From mboxrd@z Thu Jan  1 00:00:00 1970
From: Mike Christie <michaelc@cs.wisc.edu>
Subject: Re: fc_remote_port_delete and returning SCSI commands from LLD
Date: Tue, 27 Oct 2009 16:53:50 -0500
Message-ID: <4AE76BEE.20907@cs.wisc.edu>
References: <20091020144027.GA17717@schmichrtp.de.ibm.com> <4ADF4EC3.6010506@cs.wisc.edu> <20091023071324.GA5930@schmichrtp.de.ibm.com>
Mime-Version: 1.0
Content-Type: text/plain; charset=ISO-8859-1; format=flowed
Content-Transfer-Encoding: 7bit
Return-path: <linux-scsi-owner@vger.kernel.org>
Received: from sabe.cs.wisc.edu ([128.105.6.20]:40286 "EHLO sabe.cs.wisc.edu"
	rhost-flags-OK-OK-OK-OK) by vger.kernel.org with ESMTP
	id S1756726AbZJ0Vxz (ORCPT <rfc822;linux-scsi@vger.kernel.org>);
	Tue, 27 Oct 2009 17:53:55 -0400
In-Reply-To: <20091023071324.GA5930@schmichrtp.de.ibm.com>
Sender: linux-scsi-owner@vger.kernel.org
List-Id: linux-scsi@vger.kernel.org
To: Christof Schmitt <christof.schmitt@de.ibm.com>
Cc: linux-scsi@vger.kernel.org

Christof Schmitt wrote:
> On Wed, Oct 21, 2009 at 01:11:15PM -0500, Mike Christie wrote:
>> Christof Schmitt wrote:
>>> If the remote_port status is not BLOCKED, this will trigger the SCSI
>>> midlayer error handling which cannot do much during the interruption
>>> to the hardware and will mark the SCSI devices 'offline'. In order to
>>> prevent this, the rule would be: First call fc_remote_port_delete to
>>> set the remote port (or in the case of an HBA interruption all remote
>>> ports) to BLOCKED, and only after this step call scsi_done to pass the
>>> SCSI commands back to the upper layers.
>>>
>> One other note when doing this.
>>
>> For problems where you are deleting the rport, it is best to use  
>> something like DID_TRANSPORT_DISRUPTED to fail the cmd if you are  
>> failing it right away.
> 
> "something like DID_TRANSPORT_DISRUPTED" would be any error code that
> goes through "maybe_retry" in scsi_decide_disposition?

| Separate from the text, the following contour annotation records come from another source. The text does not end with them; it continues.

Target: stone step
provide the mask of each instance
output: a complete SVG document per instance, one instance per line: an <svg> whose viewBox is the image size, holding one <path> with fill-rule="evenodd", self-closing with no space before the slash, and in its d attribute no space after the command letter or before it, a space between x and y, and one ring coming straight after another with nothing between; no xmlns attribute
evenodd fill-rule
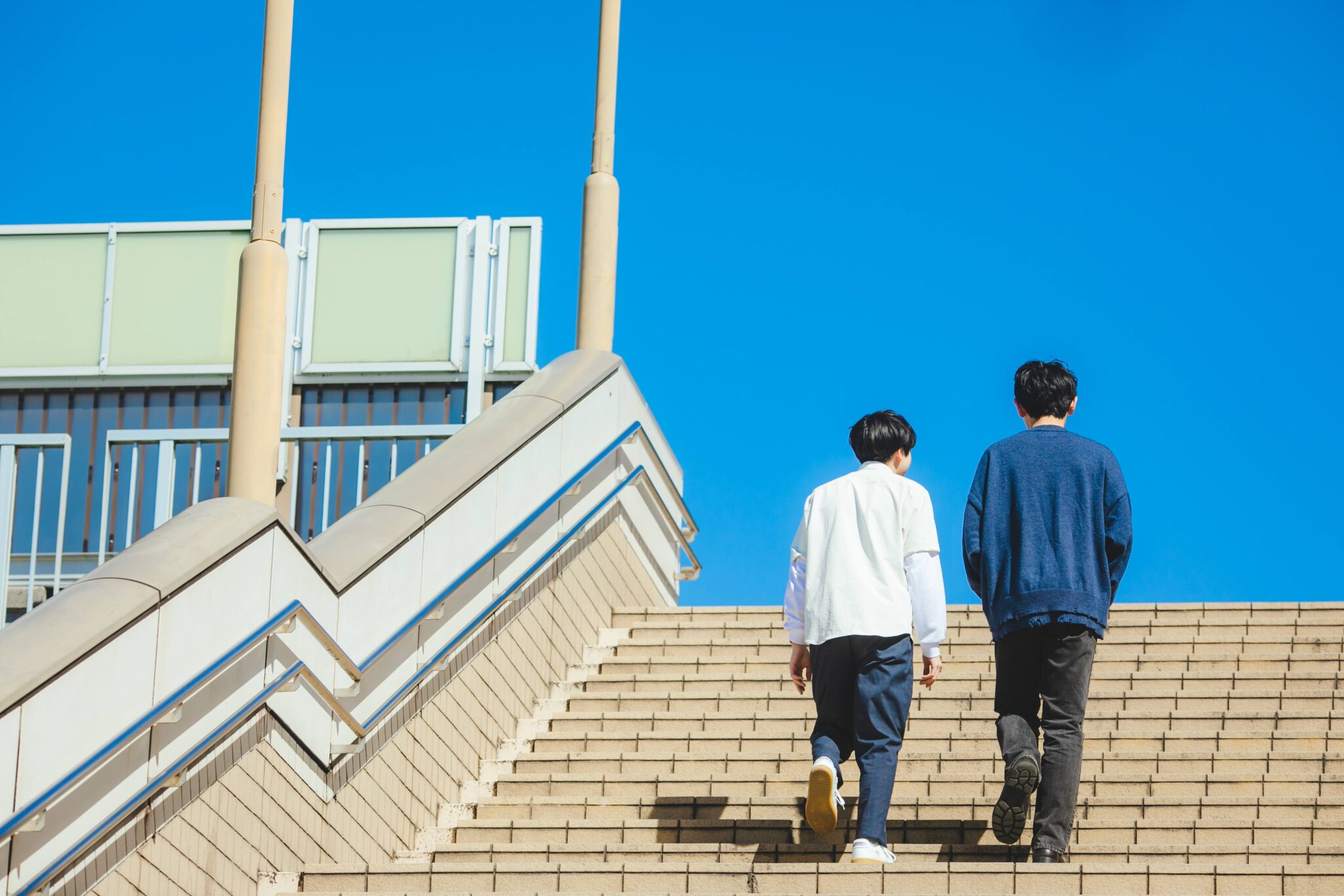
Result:
<svg viewBox="0 0 1344 896"><path fill-rule="evenodd" d="M621 626L630 638L773 638L784 639L784 617L741 619L732 622L632 622ZM1339 635L1344 631L1344 618L1321 621L1310 617L1296 619L1246 619L1226 617L1214 619L1144 619L1116 617L1106 627L1103 643L1114 638L1149 635L1257 635L1270 638ZM984 618L948 619L948 635L956 638L988 638L989 626Z"/></svg>
<svg viewBox="0 0 1344 896"><path fill-rule="evenodd" d="M715 733L796 733L808 731L816 721L816 707L809 700L762 712L578 712L566 711L547 724L552 733L575 732L655 732L673 733L704 731ZM910 720L906 736L930 736L972 732L993 736L993 709L957 709L925 707ZM1227 731L1232 733L1293 733L1344 731L1344 711L1265 713L1259 711L1203 709L1097 709L1089 707L1087 733L1098 732L1191 732Z"/></svg>
<svg viewBox="0 0 1344 896"><path fill-rule="evenodd" d="M848 766L852 772L853 767ZM511 772L495 783L497 798L642 798L684 799L702 795L716 799L750 799L781 797L796 799L805 779L780 772ZM1003 787L1001 772L950 771L917 772L902 766L896 774L895 799L922 797L997 798ZM859 780L851 774L840 789L847 799L857 798ZM1224 798L1224 797L1301 797L1309 799L1344 799L1344 772L1083 772L1079 799L1090 798Z"/></svg>
<svg viewBox="0 0 1344 896"><path fill-rule="evenodd" d="M937 731L933 727L913 723L905 737L907 750L978 750L995 743L995 729L991 720L977 725L978 731ZM531 742L532 752L668 752L711 750L722 751L780 751L808 752L810 725L797 731L777 733L759 731L716 732L716 731L653 731L618 732L542 732ZM1200 750L1200 751L1321 751L1344 750L1344 729L1341 731L1095 731L1085 729L1085 750Z"/></svg>
<svg viewBox="0 0 1344 896"><path fill-rule="evenodd" d="M789 661L786 646L778 650L749 654L684 656L684 657L632 657L610 656L583 666L590 673L614 674L685 674L710 672L759 672L777 669ZM1148 654L1105 649L1097 653L1093 662L1093 677L1107 677L1130 673L1177 673L1177 672L1263 672L1279 673L1339 673L1344 670L1344 653L1180 653ZM964 657L948 662L943 676L992 676L993 657Z"/></svg>
<svg viewBox="0 0 1344 896"><path fill-rule="evenodd" d="M892 844L899 862L1025 862L1025 845ZM1074 862L1179 862L1224 865L1337 865L1344 849L1325 846L1078 845ZM434 862L722 862L782 864L848 861L848 844L445 844L403 850L398 861Z"/></svg>
<svg viewBox="0 0 1344 896"><path fill-rule="evenodd" d="M761 712L802 707L810 696L800 696L793 682L759 678L734 680L728 689L672 689L676 682L649 690L578 690L566 699L566 708L575 712ZM684 680L681 684L687 684ZM689 682L692 685L698 682ZM769 688L769 685L777 685ZM789 689L785 689L788 684ZM915 688L910 703L911 716L930 707L957 709L993 709L993 693L953 690L949 688ZM1184 690L1094 690L1087 697L1093 712L1134 709L1164 712L1173 709L1241 711L1241 712L1329 712L1344 709L1344 692L1335 689L1235 689L1211 692Z"/></svg>
<svg viewBox="0 0 1344 896"><path fill-rule="evenodd" d="M1344 892L1344 866L1306 864L403 862L308 865L300 892L356 893L1245 893Z"/></svg>
<svg viewBox="0 0 1344 896"><path fill-rule="evenodd" d="M978 603L949 603L948 621L982 619L984 610ZM759 606L714 606L714 607L617 607L612 613L612 625L628 627L632 623L655 619L660 622L728 622L732 619L782 619L778 603ZM1257 603L1130 603L1121 600L1110 609L1111 619L1152 618L1152 619L1298 619L1312 622L1335 622L1344 625L1344 604L1339 600L1302 602L1257 602Z"/></svg>
<svg viewBox="0 0 1344 896"><path fill-rule="evenodd" d="M671 665L671 664L669 664ZM665 672L630 672L602 664L601 672L587 676L578 688L586 692L641 692L641 690L732 690L743 682L758 686L793 686L788 665L758 664L743 670L681 669ZM958 668L949 661L938 678L938 689L993 692L993 672ZM1091 690L1336 690L1344 686L1344 672L1121 672L1097 669L1091 677ZM931 693L931 692L930 692Z"/></svg>
<svg viewBox="0 0 1344 896"><path fill-rule="evenodd" d="M853 840L853 825L816 834L801 818L465 818L456 827L422 832L452 837L457 844L832 844ZM887 840L895 844L996 844L989 819L888 819ZM1238 818L1077 819L1073 842L1099 845L1247 845L1329 846L1344 849L1341 821L1282 821ZM437 844L423 848L437 849Z"/></svg>
<svg viewBox="0 0 1344 896"><path fill-rule="evenodd" d="M719 772L789 774L802 780L812 766L812 754L778 751L696 751L696 752L554 752L520 754L508 771L517 774L602 772L663 774ZM1277 752L1208 752L1208 751L1116 751L1085 750L1083 774L1111 772L1187 772L1187 774L1336 774L1344 772L1344 754L1320 751ZM953 754L909 750L900 754L900 772L946 774L950 771L993 774L1001 771L997 750L980 748ZM899 776L898 774L898 776Z"/></svg>
<svg viewBox="0 0 1344 896"><path fill-rule="evenodd" d="M802 813L805 782L796 783L788 797L487 797L474 806L453 807L441 822L457 823L457 810L478 819L797 819ZM849 790L849 789L847 789ZM997 785L993 797L997 797ZM896 793L891 818L964 818L986 821L993 799L973 797L927 797ZM851 818L849 801L841 818ZM1226 818L1270 821L1344 821L1344 798L1320 797L1083 797L1078 818L1095 821L1138 821Z"/></svg>
<svg viewBox="0 0 1344 896"><path fill-rule="evenodd" d="M1337 629L1321 631L1317 635L1145 635L1142 633L1117 633L1109 635L1097 649L1098 653L1121 654L1282 654L1282 653L1344 653L1344 633ZM614 646L617 657L714 657L714 656L769 656L786 660L789 642L780 637L671 637L671 638L622 638ZM919 654L918 646L915 654ZM942 642L942 654L953 657L993 656L993 642L989 633L948 637Z"/></svg>

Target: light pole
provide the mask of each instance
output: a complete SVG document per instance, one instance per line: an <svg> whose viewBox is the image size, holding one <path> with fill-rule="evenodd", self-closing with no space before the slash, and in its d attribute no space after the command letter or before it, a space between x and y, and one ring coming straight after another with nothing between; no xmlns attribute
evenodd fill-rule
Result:
<svg viewBox="0 0 1344 896"><path fill-rule="evenodd" d="M583 181L578 347L606 352L612 351L616 328L616 236L621 188L612 168L616 159L616 59L620 42L621 0L602 0L593 173Z"/></svg>
<svg viewBox="0 0 1344 896"><path fill-rule="evenodd" d="M285 365L285 118L294 0L266 0L253 184L251 242L238 265L233 411L228 422L228 494L276 501L280 411ZM293 235L290 235L293 238Z"/></svg>

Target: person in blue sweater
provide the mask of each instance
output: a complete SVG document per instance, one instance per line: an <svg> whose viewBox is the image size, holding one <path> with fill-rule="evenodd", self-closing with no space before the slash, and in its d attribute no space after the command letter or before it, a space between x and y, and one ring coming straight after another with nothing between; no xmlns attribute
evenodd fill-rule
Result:
<svg viewBox="0 0 1344 896"><path fill-rule="evenodd" d="M995 641L1004 756L995 836L1017 842L1039 790L1031 860L1060 862L1078 803L1093 656L1133 540L1129 492L1106 446L1064 429L1078 407L1078 379L1064 364L1019 367L1013 399L1027 431L980 458L961 545Z"/></svg>

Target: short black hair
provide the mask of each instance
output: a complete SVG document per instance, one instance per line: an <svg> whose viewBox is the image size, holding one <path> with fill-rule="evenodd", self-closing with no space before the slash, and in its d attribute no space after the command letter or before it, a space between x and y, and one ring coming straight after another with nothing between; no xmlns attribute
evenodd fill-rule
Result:
<svg viewBox="0 0 1344 896"><path fill-rule="evenodd" d="M849 447L860 463L886 463L896 451L915 447L915 430L895 411L875 411L849 427Z"/></svg>
<svg viewBox="0 0 1344 896"><path fill-rule="evenodd" d="M1013 377L1012 396L1032 419L1064 416L1078 398L1078 377L1063 361L1027 361Z"/></svg>

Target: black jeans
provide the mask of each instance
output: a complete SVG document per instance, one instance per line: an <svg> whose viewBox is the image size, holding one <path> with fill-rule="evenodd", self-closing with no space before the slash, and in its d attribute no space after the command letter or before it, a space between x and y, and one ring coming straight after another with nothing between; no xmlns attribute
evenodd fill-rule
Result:
<svg viewBox="0 0 1344 896"><path fill-rule="evenodd" d="M887 811L896 780L896 756L910 719L914 662L910 635L878 638L851 634L812 649L812 758L836 764L853 754L859 762L859 811L855 837L887 842Z"/></svg>
<svg viewBox="0 0 1344 896"><path fill-rule="evenodd" d="M1051 623L995 643L995 712L1004 763L1031 754L1040 763L1032 845L1067 850L1083 767L1083 713L1097 635ZM1044 751L1036 739L1044 733Z"/></svg>

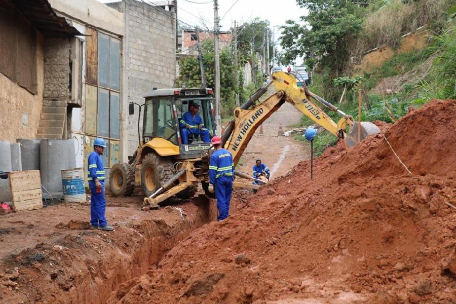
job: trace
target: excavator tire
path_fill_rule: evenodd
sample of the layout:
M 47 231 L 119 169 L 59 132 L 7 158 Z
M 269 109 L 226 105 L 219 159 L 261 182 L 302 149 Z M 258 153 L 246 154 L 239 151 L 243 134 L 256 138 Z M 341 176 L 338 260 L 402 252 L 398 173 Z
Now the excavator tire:
M 181 200 L 191 199 L 195 196 L 198 187 L 197 185 L 187 187 L 176 195 L 176 196 Z
M 135 189 L 135 170 L 125 163 L 116 164 L 109 172 L 109 189 L 114 196 L 130 196 Z
M 141 166 L 141 183 L 145 196 L 150 196 L 173 176 L 173 163 L 169 158 L 154 152 L 146 155 Z

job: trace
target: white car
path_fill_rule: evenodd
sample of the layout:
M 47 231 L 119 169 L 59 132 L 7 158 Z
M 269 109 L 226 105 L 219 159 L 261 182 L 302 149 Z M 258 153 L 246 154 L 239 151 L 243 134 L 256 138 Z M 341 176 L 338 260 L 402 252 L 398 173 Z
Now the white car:
M 306 86 L 308 86 L 310 84 L 310 80 L 309 79 L 309 73 L 307 71 L 307 68 L 305 66 L 297 67 L 294 73 L 296 75 L 296 80 L 297 80 L 298 87 L 302 87 L 304 84 Z

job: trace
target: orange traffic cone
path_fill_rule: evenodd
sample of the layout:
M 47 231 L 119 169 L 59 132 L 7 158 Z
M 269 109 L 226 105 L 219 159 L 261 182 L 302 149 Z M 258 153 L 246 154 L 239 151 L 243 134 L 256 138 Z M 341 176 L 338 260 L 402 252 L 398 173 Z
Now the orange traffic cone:
M 280 135 L 283 135 L 283 129 L 282 128 L 282 123 L 280 123 L 280 125 L 279 126 L 279 132 L 277 133 L 277 136 L 280 136 Z
M 260 130 L 259 130 L 259 132 L 258 132 L 258 135 L 263 135 L 263 124 L 262 124 L 260 125 Z

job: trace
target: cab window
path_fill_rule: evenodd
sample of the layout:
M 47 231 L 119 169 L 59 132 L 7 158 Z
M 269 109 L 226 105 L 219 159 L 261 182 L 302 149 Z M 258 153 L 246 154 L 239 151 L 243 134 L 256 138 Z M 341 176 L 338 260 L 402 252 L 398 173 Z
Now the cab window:
M 176 107 L 177 110 L 177 118 L 180 120 L 185 112 L 189 110 L 189 106 L 193 104 L 198 104 L 200 106 L 200 110 L 198 115 L 199 115 L 203 122 L 204 123 L 204 127 L 209 131 L 211 137 L 214 135 L 214 128 L 212 125 L 212 117 L 211 115 L 211 103 L 213 98 L 205 98 L 201 99 L 188 99 L 183 98 L 176 100 Z
M 178 144 L 172 97 L 157 97 L 146 101 L 144 118 L 145 137 L 163 137 Z M 154 119 L 154 117 L 155 119 Z

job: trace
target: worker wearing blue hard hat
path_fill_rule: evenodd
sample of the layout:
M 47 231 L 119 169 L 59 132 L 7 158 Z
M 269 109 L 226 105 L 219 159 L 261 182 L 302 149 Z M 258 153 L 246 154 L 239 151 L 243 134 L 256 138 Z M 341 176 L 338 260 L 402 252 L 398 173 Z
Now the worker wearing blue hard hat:
M 309 141 L 313 140 L 316 135 L 317 129 L 314 129 L 311 127 L 308 128 L 307 130 L 306 130 L 306 132 L 304 133 L 304 136 L 306 137 L 306 139 Z
M 94 151 L 89 156 L 87 180 L 92 193 L 90 199 L 90 229 L 112 231 L 114 228 L 108 226 L 104 216 L 106 198 L 104 196 L 104 166 L 101 155 L 106 148 L 103 138 L 96 138 L 93 142 Z

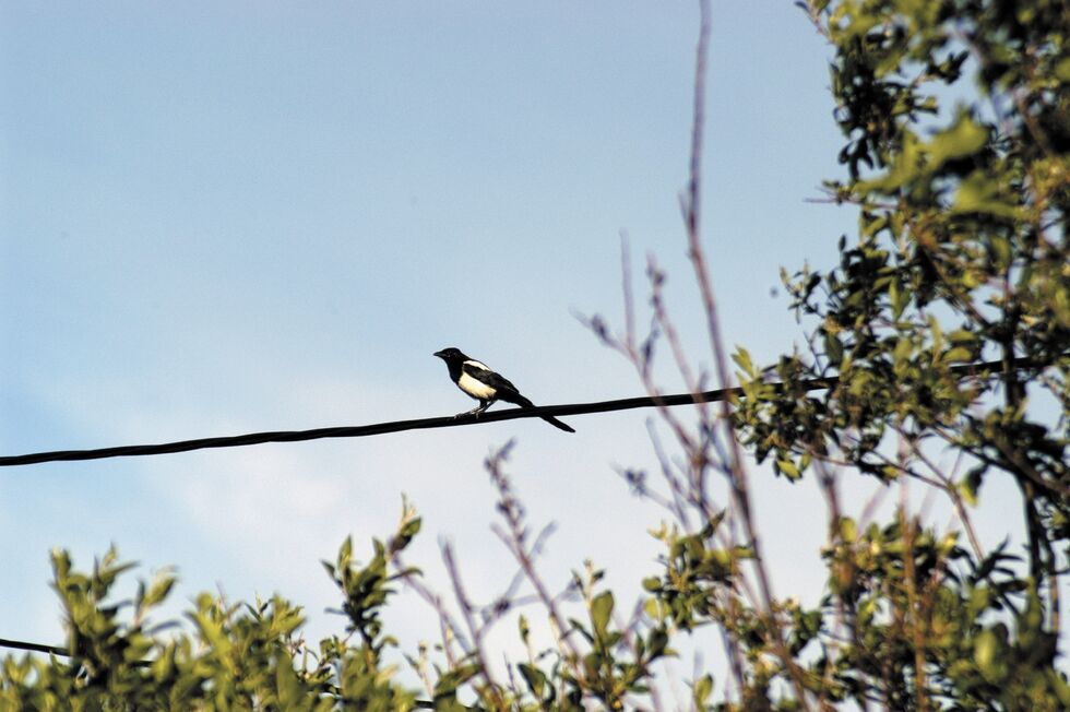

I guess moving
> to DID_TRANSPORT_DISRUPTED is nice for consistency, but DID_ERROR
> triggers the same code paths as far as i can see.

It could be a little different. See scsi_noretry_cmd. If you used 
DID_ERROR and something set the driver failfast bit then it would be 
fast failed.


> 
>> If drivers block the rport, then fail commands  
>> immediately with DID_TRANSPORT_DISRUPTED, then they will not actually be  
>> failed to the block/mpath layer until the fast io fail timeout has  
>> fired. This will prevent very short problems from firing the mutlipath  
>> path offlining code.
> 
> Just to get the complete picture: Blocking the rport and then
> returning DID_TRANSPORT_DISRUPTED will retry the command to the LLD
> which then first calls fc_remote_port_chkready.
> fc_remote_port_chkready will then keep the command between LLD and
> SCSI midlayer until the rport state changes or the fast_fail fires.
> Is this the complete picture or did i miss something?

I think that is it.

> 
>> If your driver deletes the rport and does not fail the cmd immediately  
>> so it can recover within the command or some other reason like the fw  
>> just works that way, then when the fast io fail timer fires and the  
>> terminate_rport_io callback is run you could actually use any error code  
>> since at this time when a IO is sent to the queuecommand the driver will  
>> call fc_remote_port_chkready and IO will be failed immediately with  
>> DID_TRANSPORT_FAILFAST).
> 
> And the rport state is still BLOCKED, so at this point commands failed
> in the upper layers with blk_abort_request will not end up in the SCSI
> error recovery which cannot do much...
> 
> Thanks for the help, i am starting to get the complete picture...
> 
> Christof